According to the inspection of our lawyers, as of the date of issuance of this legal opinion, the repurchase cancellation has obtained the necessary authorization and approval at this stage, and fulfilled the corresponding information disclosure obligations, which is in line with the relevant provisions of the management measures and the incentive plan.

2、 Specific contents of this repurchase cancellation

(I) reasons for cancellation of this repurchase

According to the provisions of the incentive plan, “if the incentive object resigns due to resignation or layoffs of the company, the restricted shares granted to the incentive object but not yet lifted shall not be lifted, and the company shall repurchase and cancel them according to the sum of the grant price and the interest of the bank’s time deposit in the same period”. Since Hou Jinyuan and other five incentive objects resigned for personal reasons and no longer qualified as incentive objects, the Company repurchased and cancelled 37000 restricted shares held by the five original incentive objects that have been granted but have not been lifted.

(II) price, quantity and capital source of this repurchase cancellation

According to the announcement on the implementation of equity distribution in 2020, the profit distribution plan of the company in 2020 is to distribute a cash dividend of 0.09 yuan (including tax) to all shareholders per share; According to the incentive plan, the repurchase price of restricted shares of the company in 2020 needs to be adjusted to 7.58 yuan / share.

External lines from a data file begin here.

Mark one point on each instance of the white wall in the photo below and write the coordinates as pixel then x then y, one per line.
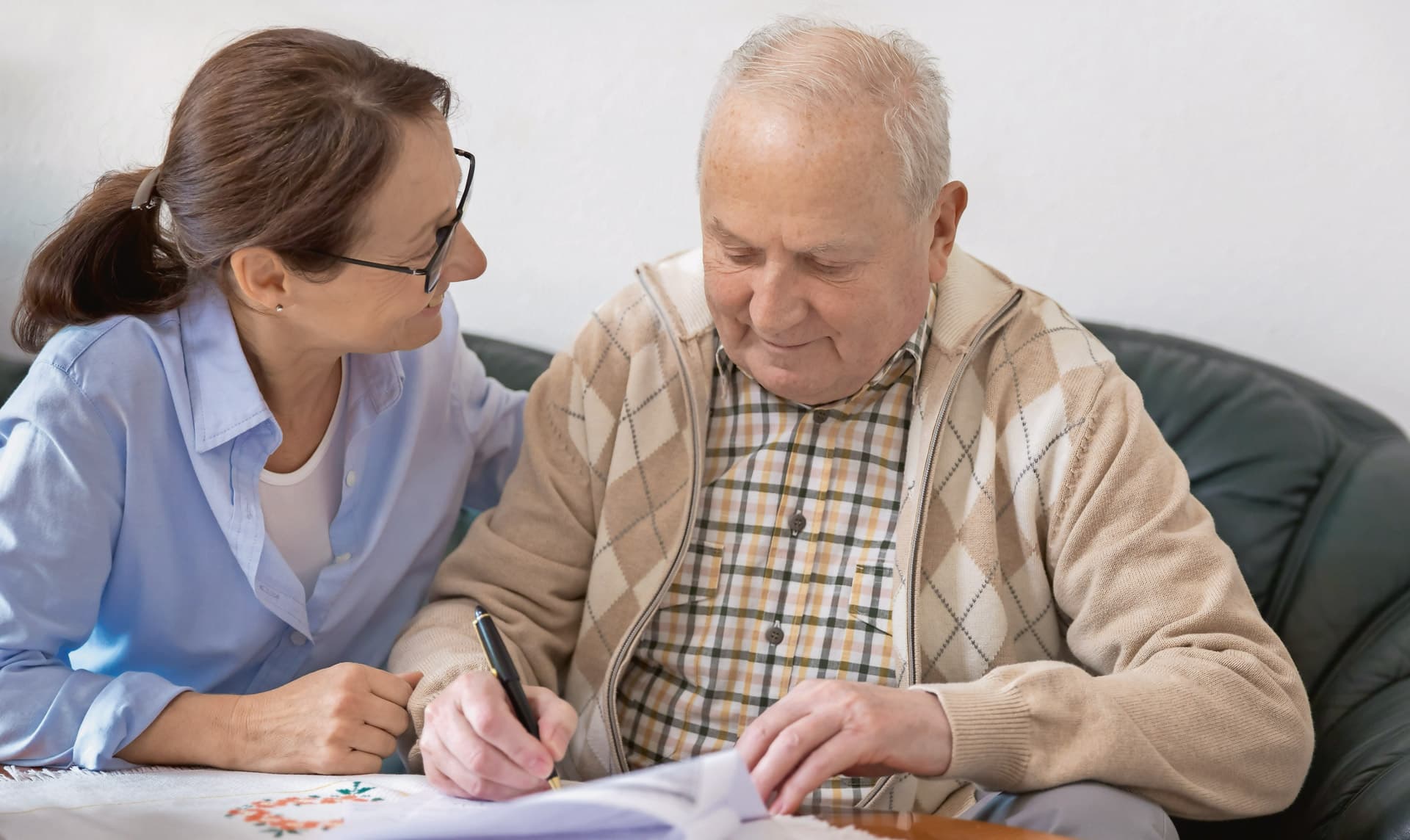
pixel 1234 173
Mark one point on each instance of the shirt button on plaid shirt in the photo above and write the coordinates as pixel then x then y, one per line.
pixel 789 571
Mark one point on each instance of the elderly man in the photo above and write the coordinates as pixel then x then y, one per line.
pixel 842 496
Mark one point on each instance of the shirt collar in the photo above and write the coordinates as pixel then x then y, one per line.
pixel 225 397
pixel 911 352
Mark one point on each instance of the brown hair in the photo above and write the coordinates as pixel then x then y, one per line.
pixel 278 140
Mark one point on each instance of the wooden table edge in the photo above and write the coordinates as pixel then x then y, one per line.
pixel 925 826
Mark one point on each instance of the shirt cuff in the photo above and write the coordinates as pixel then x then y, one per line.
pixel 118 715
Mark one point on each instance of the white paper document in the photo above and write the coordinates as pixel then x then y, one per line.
pixel 704 798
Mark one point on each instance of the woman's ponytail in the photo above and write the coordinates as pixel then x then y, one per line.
pixel 107 258
pixel 278 142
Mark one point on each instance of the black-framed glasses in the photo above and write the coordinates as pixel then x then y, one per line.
pixel 443 237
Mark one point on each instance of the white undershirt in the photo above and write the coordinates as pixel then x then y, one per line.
pixel 300 507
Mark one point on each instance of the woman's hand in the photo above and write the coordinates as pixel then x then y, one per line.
pixel 474 747
pixel 337 720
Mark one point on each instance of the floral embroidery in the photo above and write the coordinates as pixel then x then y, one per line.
pixel 265 817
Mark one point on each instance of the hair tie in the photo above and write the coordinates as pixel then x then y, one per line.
pixel 144 199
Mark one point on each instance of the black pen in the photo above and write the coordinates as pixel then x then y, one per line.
pixel 502 667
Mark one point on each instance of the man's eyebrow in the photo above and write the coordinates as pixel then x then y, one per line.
pixel 839 247
pixel 832 247
pixel 723 233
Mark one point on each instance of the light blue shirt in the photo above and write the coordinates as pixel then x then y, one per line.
pixel 133 553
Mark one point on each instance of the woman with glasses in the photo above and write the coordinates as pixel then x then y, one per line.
pixel 237 460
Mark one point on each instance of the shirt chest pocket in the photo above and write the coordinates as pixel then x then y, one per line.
pixel 697 581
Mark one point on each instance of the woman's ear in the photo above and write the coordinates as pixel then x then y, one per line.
pixel 260 278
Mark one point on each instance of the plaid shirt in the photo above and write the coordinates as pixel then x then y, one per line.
pixel 787 577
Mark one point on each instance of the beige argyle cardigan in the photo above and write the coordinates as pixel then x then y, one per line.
pixel 1057 585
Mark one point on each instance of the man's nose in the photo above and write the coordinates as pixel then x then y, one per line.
pixel 777 305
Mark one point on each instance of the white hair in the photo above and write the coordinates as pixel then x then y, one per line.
pixel 812 62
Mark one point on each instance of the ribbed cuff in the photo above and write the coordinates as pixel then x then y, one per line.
pixel 988 731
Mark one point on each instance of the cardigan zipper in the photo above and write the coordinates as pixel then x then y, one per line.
pixel 629 642
pixel 922 501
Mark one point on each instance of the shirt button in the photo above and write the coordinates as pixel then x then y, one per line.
pixel 797 524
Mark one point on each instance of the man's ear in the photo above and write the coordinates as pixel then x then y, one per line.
pixel 261 278
pixel 945 222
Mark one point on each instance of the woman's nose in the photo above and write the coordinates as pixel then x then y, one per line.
pixel 466 260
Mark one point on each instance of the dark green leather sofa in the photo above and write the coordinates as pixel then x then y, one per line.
pixel 1313 492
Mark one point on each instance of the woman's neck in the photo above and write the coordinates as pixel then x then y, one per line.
pixel 300 384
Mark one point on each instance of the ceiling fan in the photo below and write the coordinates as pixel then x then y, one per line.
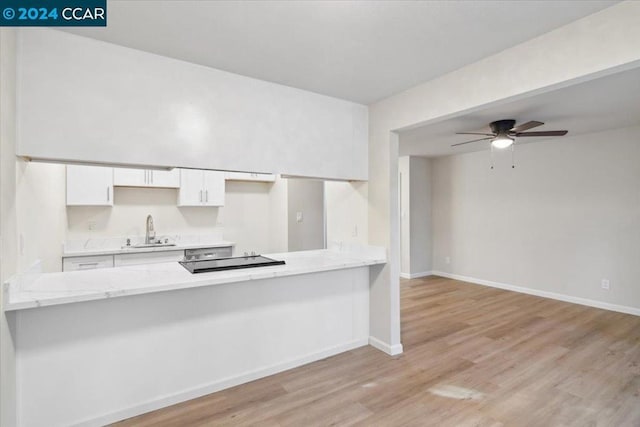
pixel 504 132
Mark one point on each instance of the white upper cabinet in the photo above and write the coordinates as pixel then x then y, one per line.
pixel 86 100
pixel 249 176
pixel 89 186
pixel 201 188
pixel 164 179
pixel 128 177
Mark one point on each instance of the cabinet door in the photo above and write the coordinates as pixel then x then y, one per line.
pixel 164 179
pixel 213 188
pixel 130 177
pixel 191 183
pixel 89 186
pixel 248 176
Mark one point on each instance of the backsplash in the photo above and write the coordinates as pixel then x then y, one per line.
pixel 114 243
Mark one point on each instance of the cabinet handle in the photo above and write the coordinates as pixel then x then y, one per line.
pixel 83 265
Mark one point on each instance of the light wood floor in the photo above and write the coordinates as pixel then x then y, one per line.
pixel 474 356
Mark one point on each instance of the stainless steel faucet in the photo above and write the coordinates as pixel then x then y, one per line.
pixel 151 233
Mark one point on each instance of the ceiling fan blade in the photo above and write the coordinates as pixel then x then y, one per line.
pixel 543 133
pixel 474 133
pixel 474 140
pixel 529 125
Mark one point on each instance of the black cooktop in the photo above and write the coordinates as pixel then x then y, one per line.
pixel 219 264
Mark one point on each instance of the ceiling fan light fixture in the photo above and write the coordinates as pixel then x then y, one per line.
pixel 502 141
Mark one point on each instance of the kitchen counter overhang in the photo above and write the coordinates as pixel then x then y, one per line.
pixel 48 289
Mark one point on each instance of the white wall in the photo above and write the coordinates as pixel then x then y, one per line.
pixel 415 216
pixel 566 217
pixel 83 99
pixel 559 58
pixel 42 218
pixel 8 235
pixel 405 215
pixel 346 210
pixel 305 196
pixel 254 215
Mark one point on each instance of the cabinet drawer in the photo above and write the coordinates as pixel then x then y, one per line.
pixel 147 258
pixel 87 262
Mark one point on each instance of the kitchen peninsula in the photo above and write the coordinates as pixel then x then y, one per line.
pixel 140 323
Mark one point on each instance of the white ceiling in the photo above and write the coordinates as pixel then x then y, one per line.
pixel 362 51
pixel 605 103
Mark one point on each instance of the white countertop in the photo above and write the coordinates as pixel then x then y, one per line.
pixel 131 250
pixel 39 290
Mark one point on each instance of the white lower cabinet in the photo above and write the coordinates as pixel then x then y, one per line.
pixel 201 188
pixel 87 262
pixel 120 260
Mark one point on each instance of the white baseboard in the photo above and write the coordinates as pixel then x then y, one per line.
pixel 416 275
pixel 545 294
pixel 391 350
pixel 164 401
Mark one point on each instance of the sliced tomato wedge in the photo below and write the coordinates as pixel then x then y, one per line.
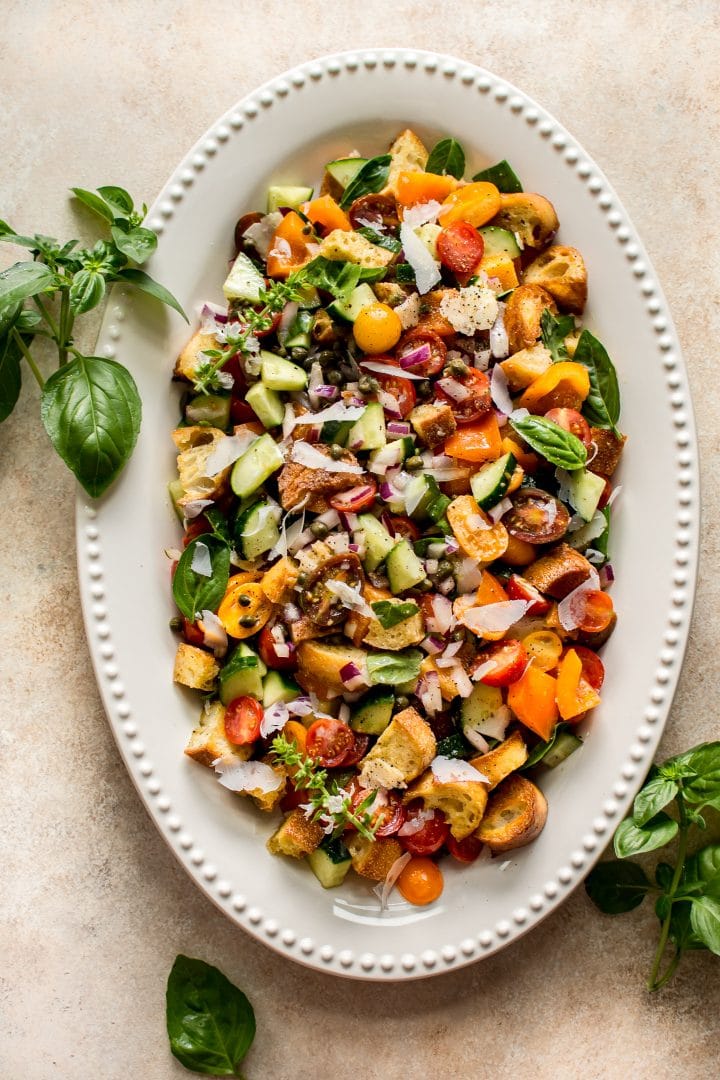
pixel 356 499
pixel 460 247
pixel 508 659
pixel 242 720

The number of shares repurchased and cancelled this time does not involve adjustment, and the total number of shares repurchased is 37000; The company will repurchase with its own funds.

In conclusion, our lawyers believe that the reasons for the cancellation of this repurchase, the repurchase quantity and the repurchase price of the company comply with the relevant provisions of the management measures and the incentive plan.

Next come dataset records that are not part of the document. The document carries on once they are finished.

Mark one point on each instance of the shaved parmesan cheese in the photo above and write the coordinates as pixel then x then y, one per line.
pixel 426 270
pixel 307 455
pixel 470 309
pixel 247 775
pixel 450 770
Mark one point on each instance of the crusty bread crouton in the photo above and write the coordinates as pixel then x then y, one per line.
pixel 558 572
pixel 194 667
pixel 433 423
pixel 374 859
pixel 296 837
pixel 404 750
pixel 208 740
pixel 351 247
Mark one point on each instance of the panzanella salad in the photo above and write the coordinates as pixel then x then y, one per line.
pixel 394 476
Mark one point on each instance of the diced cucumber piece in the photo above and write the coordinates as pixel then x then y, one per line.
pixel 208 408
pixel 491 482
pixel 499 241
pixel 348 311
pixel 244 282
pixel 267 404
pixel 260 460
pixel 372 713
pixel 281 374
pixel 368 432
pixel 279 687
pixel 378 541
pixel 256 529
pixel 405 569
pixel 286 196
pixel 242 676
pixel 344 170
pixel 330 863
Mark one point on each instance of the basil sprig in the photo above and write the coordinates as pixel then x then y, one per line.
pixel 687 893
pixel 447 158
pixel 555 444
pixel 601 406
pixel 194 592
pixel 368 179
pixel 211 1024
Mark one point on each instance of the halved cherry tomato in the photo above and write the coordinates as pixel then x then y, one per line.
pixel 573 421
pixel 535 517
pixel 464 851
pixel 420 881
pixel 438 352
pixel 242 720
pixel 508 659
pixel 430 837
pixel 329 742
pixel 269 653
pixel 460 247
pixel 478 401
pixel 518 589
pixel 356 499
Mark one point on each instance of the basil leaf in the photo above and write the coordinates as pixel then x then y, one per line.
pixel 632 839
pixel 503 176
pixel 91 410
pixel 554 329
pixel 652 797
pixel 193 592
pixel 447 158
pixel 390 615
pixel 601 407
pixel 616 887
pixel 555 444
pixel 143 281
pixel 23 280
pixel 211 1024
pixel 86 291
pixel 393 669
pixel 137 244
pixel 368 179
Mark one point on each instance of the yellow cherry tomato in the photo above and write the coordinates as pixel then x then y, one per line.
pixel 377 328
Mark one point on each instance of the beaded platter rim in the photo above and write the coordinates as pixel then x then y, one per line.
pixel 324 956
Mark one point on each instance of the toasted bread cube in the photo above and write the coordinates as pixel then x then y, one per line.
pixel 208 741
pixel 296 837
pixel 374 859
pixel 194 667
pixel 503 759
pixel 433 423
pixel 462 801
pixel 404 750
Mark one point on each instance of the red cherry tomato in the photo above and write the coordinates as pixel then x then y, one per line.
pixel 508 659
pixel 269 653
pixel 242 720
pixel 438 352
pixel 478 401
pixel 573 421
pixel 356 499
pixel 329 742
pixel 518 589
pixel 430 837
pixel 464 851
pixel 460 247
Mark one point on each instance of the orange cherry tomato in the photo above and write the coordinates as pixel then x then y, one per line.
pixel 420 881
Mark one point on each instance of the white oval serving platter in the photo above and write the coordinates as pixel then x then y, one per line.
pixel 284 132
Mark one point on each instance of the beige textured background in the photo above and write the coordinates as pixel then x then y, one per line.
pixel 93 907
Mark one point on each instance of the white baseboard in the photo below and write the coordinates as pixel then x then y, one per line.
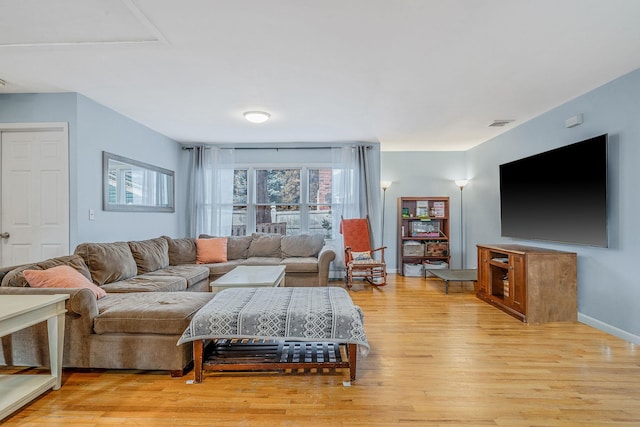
pixel 605 327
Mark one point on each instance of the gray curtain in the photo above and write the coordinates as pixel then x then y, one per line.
pixel 356 192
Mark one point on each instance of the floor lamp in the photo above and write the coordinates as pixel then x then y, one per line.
pixel 385 185
pixel 461 183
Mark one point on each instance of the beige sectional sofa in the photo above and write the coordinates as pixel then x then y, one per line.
pixel 153 289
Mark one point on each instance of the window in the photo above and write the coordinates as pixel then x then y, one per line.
pixel 300 197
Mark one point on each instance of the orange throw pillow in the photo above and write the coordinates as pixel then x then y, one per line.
pixel 62 276
pixel 211 250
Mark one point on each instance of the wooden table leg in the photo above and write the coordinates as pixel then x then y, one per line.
pixel 198 360
pixel 353 357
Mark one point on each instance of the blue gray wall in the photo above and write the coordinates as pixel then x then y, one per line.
pixel 608 283
pixel 608 286
pixel 92 129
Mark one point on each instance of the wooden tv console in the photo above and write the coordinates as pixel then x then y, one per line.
pixel 532 284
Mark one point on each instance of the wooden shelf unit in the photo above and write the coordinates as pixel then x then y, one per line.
pixel 534 285
pixel 428 224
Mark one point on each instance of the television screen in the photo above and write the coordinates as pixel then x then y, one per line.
pixel 559 195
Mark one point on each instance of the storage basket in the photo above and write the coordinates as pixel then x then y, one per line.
pixel 412 248
pixel 413 270
pixel 433 265
pixel 437 249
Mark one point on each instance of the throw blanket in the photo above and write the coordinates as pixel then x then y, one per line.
pixel 295 314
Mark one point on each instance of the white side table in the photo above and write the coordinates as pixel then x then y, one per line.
pixel 19 312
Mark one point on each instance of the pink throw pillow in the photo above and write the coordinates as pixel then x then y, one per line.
pixel 62 276
pixel 211 250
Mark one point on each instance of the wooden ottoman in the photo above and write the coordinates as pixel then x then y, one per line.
pixel 255 329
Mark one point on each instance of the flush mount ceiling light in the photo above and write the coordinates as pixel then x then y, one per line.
pixel 257 116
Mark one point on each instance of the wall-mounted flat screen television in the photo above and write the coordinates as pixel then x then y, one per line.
pixel 559 195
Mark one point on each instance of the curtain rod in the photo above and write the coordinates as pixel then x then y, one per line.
pixel 328 147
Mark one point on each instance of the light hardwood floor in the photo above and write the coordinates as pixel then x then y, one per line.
pixel 435 360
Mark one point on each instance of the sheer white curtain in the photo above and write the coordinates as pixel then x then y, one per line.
pixel 210 197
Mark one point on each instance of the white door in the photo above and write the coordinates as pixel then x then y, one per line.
pixel 35 195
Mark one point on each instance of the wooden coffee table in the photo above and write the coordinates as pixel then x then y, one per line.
pixel 250 276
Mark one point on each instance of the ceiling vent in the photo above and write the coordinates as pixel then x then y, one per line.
pixel 500 123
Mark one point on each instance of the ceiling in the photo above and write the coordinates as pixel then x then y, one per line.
pixel 413 75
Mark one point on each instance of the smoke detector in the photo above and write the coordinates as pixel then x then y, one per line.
pixel 500 123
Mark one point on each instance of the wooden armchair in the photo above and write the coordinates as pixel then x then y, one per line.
pixel 361 260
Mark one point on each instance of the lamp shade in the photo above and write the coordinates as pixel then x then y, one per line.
pixel 461 182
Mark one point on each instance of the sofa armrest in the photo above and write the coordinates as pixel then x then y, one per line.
pixel 28 346
pixel 326 255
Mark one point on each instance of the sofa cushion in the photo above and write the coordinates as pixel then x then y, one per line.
pixel 256 260
pixel 192 273
pixel 181 251
pixel 238 247
pixel 147 283
pixel 166 313
pixel 303 245
pixel 221 268
pixel 265 245
pixel 74 261
pixel 211 250
pixel 300 264
pixel 108 262
pixel 150 255
pixel 61 276
pixel 16 278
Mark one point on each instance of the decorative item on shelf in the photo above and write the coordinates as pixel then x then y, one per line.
pixel 505 284
pixel 437 249
pixel 412 270
pixel 412 248
pixel 438 210
pixel 425 229
pixel 422 209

3、 Implementation of this repurchase cancellation

According to the company’s instructions, the company has opened a special securities repurchase account (account number: b884344196) in Shanghai Branch of China Securities Depository and Clearing Co., Ltd. and applied to Shanghai Branch of China Securities Depository and Clearing Co., Ltd. for the repurchase and cancellation of 37000 restricted shares granted to the above five incentive objects but not lifted.

4、 Concluding observations

In conclusion, our lawyers believe that as of the date of issuance of this legal opinion, the company’s repurchase and cancellation of restricted shares has obtained the necessary approval and authorization at this stage, performed the necessary procedures at this stage, and complied with the relevant provisions of the company law, the securities law, the administrative measures and the incentive plan; The company still needs to perform the corresponding information disclosure obligations on the cancellation of this repurchase, and go through the capital reduction procedures and share cancellation registration procedures for the cancellation of this repurchase.